Word Tips



Mix landscape and portrait in a document

For newer versions of Word, see Managing complex figures.

Insert, Break, Section Break types, Next Page.

Do once before, and once after, the page(s) you want to put in landscape (for instance for large figures and tables).

File, Page Setup, and pick orientation.

If Apply to "This section", then each section can be different.

 

 

Hanging Indent

Format, Paragraph, Special, Hanging

  

 

Page numbers not on first page(s)

Put in a section break after the title page, abstract, and any other pages you do not want to have page numbers. (Insert, Break, Section Break types, Next Page)

 

Insure that you are on a page, in the section where you want the numbers to start.

Insert, Page Numbers.

Pick Format, and then Start At

 

Managing Complex Figures

In Paint, assemble the graphic by pasting in the individual figures.

Add text for the subfigures A, B, and C, and do any other edits.

If there was a legend that was separate, you could combine it as well.

You can save the graphic, or just paste it into Word or PowerPoint.

As a single graphic, the sizing and position of the subcomponents cannot change.

In Word, insert a section break, twice, so you have three pages.
Navigate to the page you want to move to landscape, and change its orientation.

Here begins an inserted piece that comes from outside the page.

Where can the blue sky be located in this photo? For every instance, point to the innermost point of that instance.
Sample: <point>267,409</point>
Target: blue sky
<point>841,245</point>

This view has the paragraph, page, and section breaks shown.  That can be helpful to show you where those are, and to avoid accidently deleting them.

Insert the figure into the landscape.  You can adjust its size, but if it is a map, do not adjust the aspect ratio.
Put a caption below the figure.  It is easiest to just put in a line of text.  While Word has other options, they have high odds of giving you problems as you edit, and almost guarantee problems if you want to try electronic  edits with a collaborator (or supervisor).